Congrats to *Uber Mega* for winning June's GOTM, as voted on by you, the Sevenstring.org membership! 

Here are plenty of pictures of this gorgeous guitar, custom ordered to his exact specifications:








































































*Quick Specs:*

25.5" scale
African ebony top, headstock and fretboard (Tung-oiled)
Chambered Brazilian mahogany body (40 years old)
Honduras Rosewood neck (bolt-on) with ebony fillets
Ivoroid binding (body, neck and headstock)
Gotoh fixed bridge and Sperzel tuners
Bareknuckle Warpig 7s
Paul Gilbert control arrangement with end-pin jack

All GOTM winners get some new tunes! A signed copy of Division's _Trinity_ and Eric Clemenzi's _Basement Tapes_.






Congratulations to the Guitar of the Month winner for June!


----------



## TimSE (Jun 4, 2008)




----------



## -K4G- (Jun 4, 2008)

congrats Uber Mega!


----------



## MetalJordan (Jun 4, 2008)

Congratz man i voted for you!


----------



## Uber Mega (Jun 4, 2008)

Hey, thanks a lot everyone!


----------



## Shawn (Jun 4, 2008)

That is slick, sharp looking guitar. Congrats!


----------



## Lucky Seven (Jun 4, 2008)

That thing is fucking SICK! One of my fav 7's EVER!


----------



## Michael (Jun 4, 2008)

I voted for this one too.  Congrat's!


----------



## playstopause (Jun 5, 2008)

Irresistible!


----------



## MetalJordan (Jun 5, 2008)




----------



## El Caco (Jun 5, 2008)

Congrats Thom, well deserved. Man I want that guitar.


----------



## amonb (Jun 5, 2008)

That guitar rocks! 

Well won!


----------



## Durero (Jun 5, 2008)

Beauty!


----------



## 7slinger (Jun 5, 2008)




----------



## jacksonplayer (Jun 6, 2008)

Sweet!!! Congratulations.


----------



## Blind Faith (Jun 6, 2008)

Awesome!

I nominated this guitar (just to be a twat and feel like i did good )


----------



## MerlinTKD (Jun 7, 2008)

Fantastic!

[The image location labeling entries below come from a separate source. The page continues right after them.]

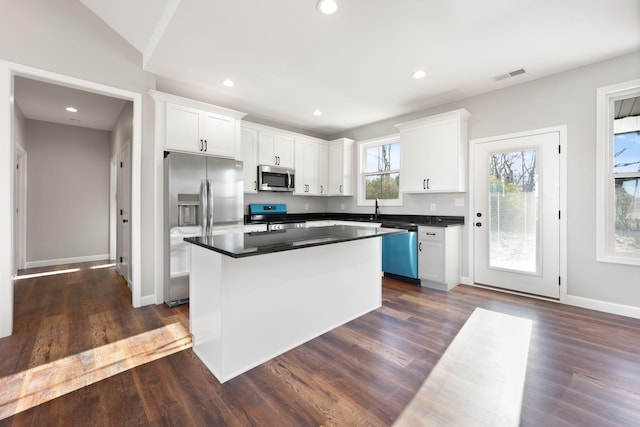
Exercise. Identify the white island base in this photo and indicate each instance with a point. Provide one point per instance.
(245, 311)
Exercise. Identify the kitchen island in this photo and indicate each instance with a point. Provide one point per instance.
(254, 296)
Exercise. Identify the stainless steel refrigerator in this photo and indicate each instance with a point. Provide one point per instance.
(203, 196)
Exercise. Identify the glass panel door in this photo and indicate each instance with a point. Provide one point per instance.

Congratulations! 

I'd love to hear what it sounds like... in fact...

Sound clips should be mandatory for winners from now on!


----------



## hairychris (Jun 25, 2008)

Blackmachine for the win!


----------



## Snoop (Aug 7, 2008)

Congrats, man! It's my dream to have Blackmachine. WIN!


----------



## dmguitarist99 (Dec 30, 2008)

how much did this set you back? this thing is beautiful


----------



## guitarxtc (Feb 18, 2009)

i must have one...


----------



## Killian (Jun 6, 2009)

Ah! The King of all sevens! Blackmachine's are amazing! Such quality and precision! And u can't beat barenuckle! Sick Guitar man


----------



## GeoMantic (Oct 18, 2009)

Holy shit. That's amazing.


----------



## Hendog (Dec 2, 2009)

That is stunning.


----------